Ces subventions qui sont à l’origine de la chute du prix du coton ont fait perdre aux pays africains producteurs de coton 400 millions de dollars pour la seule campagne 2004-2005, soit environ 200 milliards de FCFA.

Lors des cinq dernières années, ces mêmes subventions ont entraîné un manque à gagner de 400 milliards de FCFA pour le Mali. Un malheur ne venant jamais seul, la chute drastique des cours du dollar n’est pas faite pour arranger la situation.

Le montant des subventions annuelles s’élève à 3-4 milliards de dollars pour les Etats-Unis et à 800-850 millions de dollars pour l’Union Européenne. Les plus grands producteurs européens de coton sont la Grèce et l’Espagne.

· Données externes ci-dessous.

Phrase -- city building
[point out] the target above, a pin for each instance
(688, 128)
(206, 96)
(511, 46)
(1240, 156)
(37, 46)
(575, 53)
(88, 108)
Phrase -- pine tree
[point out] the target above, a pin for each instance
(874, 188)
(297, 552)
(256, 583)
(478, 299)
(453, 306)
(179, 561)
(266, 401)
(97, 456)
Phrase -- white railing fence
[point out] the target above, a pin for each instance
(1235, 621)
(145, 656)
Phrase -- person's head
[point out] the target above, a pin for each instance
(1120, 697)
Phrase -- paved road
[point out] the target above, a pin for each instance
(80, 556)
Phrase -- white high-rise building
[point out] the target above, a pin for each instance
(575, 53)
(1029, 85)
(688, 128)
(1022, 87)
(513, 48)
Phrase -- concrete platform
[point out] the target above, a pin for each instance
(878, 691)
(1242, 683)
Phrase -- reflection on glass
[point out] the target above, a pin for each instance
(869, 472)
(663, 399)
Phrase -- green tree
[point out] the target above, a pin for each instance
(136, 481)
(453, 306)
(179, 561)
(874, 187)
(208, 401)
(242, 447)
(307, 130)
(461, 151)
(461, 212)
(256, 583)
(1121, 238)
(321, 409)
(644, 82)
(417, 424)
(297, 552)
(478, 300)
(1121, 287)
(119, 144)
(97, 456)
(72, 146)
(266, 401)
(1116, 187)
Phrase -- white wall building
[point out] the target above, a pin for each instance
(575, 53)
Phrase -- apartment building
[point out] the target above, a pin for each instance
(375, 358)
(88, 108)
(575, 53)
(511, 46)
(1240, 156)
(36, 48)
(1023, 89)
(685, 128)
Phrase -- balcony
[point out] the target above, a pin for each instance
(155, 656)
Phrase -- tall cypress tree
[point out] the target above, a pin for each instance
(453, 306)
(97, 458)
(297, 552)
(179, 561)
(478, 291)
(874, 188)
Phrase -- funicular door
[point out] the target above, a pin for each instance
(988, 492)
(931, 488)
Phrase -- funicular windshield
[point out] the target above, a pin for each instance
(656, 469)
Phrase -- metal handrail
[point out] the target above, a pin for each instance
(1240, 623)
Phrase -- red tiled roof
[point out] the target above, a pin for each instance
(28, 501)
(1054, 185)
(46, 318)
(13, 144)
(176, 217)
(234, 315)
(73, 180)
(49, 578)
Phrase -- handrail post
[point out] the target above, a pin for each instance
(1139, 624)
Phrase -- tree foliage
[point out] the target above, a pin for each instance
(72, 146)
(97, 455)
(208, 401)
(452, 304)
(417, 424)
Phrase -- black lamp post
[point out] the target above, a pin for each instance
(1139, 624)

La Chine aussi est un grand producteur de l’or blanc. Elle octroie, elle aussi, des subventions à ses producteurs cotonniers, mais, à la différence des Etats-Unis, elle n’exporte pas son coton. Heureusement.

Les coûts de production du coton s’élèvent à 65 cents la livre, alors que cette même livre est vendue sur le marché international à…50-55 cents. Autant dire que le secteur est structurellement déficitaire du fait principalement des subventions.

Si cette tendance fâcheuse n’est pas renversée, c’est la filière cotonnière qui est menacée de mort à brève échéance.

Ce scénario-catastrophe, au demeurant très plausible, s’il venait à se réaliser, s’accompagnera forcément de désastres socio-économiques, avec à la clé des milliers de personnes jetées à la rue. D’où le sursaut des pays africains producteurs de coton.

La dernière initiative en date de la croisade des pays africains cotonculteurs porte sur la création d’un fonds de sauvetage pour la filière coton.

Les quatre pays producteurs de coton de l’Afrique de l’ouest et du centre, le Mali, le Burkina Faso, le Bénin et le Tchad- ont, dès le début de leur initiative, opté pour la stratégie de la négociation.

C’est en vertu de cette position que ces pays ont déposé une soumission sur la table du Directeur Général de l’Organisation Mondiale du Commerce (OMC).
Cette initiative fut fortement appuyée par celle des présidents de ces pays qui sont montés au créneau pour aller défendre le dossier coton africain.

Ce fut le cas du président du Burkina Faso, Blaise Compaoré, qui s’est envolé pour Genève pour plaider le même dossier et du chef de l’Etat malien, Amadou Toumani Touré, qui a fait devant le congrès un vibrant plaidoyer en faveur des millions de cotonculteurs africains.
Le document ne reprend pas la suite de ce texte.